Sung Yao-Ting, Chang Tao-Hsing, Lin Wei-Chun, Hsieh Kuan-Sheng, Chang Kuo-En
Department of Educational Psychology and Counseling, National Taiwan Normal University, Taipei, Taiwan.
Department of Computer Science and Information Engineering, National Kaohsiung University of Applied Sciences, 415, Jiangong Road, Kaohsiung City, 80778, Taiwan, Republic of China.
Behav Res Methods. 2016 Dec;48(4):1238-1251. doi: 10.3758/s13428-015-0649-1.

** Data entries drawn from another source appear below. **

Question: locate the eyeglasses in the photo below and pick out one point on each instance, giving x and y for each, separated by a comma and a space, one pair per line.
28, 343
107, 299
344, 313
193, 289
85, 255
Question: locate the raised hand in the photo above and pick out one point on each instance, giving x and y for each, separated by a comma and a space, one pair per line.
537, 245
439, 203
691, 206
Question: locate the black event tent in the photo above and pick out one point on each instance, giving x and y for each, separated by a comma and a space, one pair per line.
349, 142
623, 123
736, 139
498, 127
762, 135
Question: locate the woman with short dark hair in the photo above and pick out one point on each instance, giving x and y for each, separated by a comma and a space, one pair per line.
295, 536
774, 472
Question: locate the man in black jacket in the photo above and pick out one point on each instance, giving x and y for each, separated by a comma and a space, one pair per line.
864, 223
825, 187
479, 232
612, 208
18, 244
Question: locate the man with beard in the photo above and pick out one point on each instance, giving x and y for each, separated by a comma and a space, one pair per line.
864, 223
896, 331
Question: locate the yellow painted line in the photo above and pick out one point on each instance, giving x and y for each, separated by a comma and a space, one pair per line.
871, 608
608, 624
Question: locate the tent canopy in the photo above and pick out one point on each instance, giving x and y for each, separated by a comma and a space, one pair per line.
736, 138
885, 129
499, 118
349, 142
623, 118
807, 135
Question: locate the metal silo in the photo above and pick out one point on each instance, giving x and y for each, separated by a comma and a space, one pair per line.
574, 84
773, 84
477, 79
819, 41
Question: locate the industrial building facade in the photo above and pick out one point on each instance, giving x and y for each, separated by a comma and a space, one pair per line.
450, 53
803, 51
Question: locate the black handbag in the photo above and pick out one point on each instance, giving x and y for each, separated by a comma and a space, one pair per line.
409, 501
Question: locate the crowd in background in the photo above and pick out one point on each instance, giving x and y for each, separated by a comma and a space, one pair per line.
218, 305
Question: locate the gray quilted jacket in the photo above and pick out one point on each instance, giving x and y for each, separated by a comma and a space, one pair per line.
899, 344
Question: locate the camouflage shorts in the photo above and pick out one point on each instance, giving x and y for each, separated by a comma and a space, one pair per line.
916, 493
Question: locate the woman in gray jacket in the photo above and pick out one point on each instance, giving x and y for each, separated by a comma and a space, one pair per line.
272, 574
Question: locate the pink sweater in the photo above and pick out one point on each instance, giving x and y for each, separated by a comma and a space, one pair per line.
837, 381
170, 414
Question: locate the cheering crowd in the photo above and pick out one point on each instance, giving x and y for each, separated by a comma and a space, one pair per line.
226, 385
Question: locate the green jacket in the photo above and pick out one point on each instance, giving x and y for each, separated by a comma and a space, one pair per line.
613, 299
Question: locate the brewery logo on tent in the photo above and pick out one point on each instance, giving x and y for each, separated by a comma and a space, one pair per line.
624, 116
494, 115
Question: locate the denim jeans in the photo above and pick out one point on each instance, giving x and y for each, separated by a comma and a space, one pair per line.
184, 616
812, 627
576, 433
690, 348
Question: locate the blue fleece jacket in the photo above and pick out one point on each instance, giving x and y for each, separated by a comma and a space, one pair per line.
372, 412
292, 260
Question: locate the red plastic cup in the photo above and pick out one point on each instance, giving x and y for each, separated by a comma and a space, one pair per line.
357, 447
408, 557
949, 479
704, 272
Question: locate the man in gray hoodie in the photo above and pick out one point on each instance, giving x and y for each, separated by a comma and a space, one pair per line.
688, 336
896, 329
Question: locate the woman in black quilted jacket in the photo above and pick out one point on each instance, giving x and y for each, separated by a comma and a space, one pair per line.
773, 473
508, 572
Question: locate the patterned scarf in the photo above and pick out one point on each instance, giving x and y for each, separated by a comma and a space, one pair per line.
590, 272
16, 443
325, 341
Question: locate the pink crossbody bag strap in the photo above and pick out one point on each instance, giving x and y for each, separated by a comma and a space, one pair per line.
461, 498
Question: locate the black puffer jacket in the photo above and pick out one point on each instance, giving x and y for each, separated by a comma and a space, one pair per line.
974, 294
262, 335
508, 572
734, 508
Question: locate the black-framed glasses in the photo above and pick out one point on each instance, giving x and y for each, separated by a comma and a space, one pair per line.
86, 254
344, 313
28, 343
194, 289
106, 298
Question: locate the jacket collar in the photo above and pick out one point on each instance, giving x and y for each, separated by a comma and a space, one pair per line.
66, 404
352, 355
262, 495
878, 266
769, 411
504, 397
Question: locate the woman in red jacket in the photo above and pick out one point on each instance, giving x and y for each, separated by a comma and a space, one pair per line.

Textual analysis has been applied to various fields, such as discourse analysis, corpus studies, text leveling, and automated essay evaluation. Several tools have been developed for analyzing texts written in alphabetic languages such as English and Spanish. However, currently there is no tool available for analyzing Chinese-language texts. This article introduces a tool for the automated analysis of simplified and traditional Chinese texts, called the Chinese Readability Index Explorer (CRIE). Composed of four subsystems and incorporating 82 multilevel linguistic features, CRIE is able to conduct the major tasks of segmentation, syntactic parsing, and feature extraction. Furthermore, the integration of linguistic features with machine learning models enables CRIE to provide leveling and diagnostic information for texts in language arts, texts for learning Chinese as a foreign language, and texts with domain knowledge. The usage and validation of the functions provided by CRIE are also introduced.
文本分析已应用于各个领域,如话语分析、语料库研究、文本分级和自动作文评估。已经开发了几种工具来分析用字母语言(如英语和西班牙语)编写的文本。然而,目前还没有可用于分析中文文本的工具。本文介绍了一种用于自动分析简体中文和繁体中文文本的工具,称为中文可读性指数浏览器(CRIE)。CRIE由四个子系统组成,包含82个多层次语言特征,能够执行分词、句法分析和特征提取等主要任务。此外,语言特征与机器学习模型的集成使CRIE能够为语言艺术文本、对外汉语学习文本和具有领域知识的文本提供分级和诊断信息。还介绍了CRIE所提供功能的用法和验证。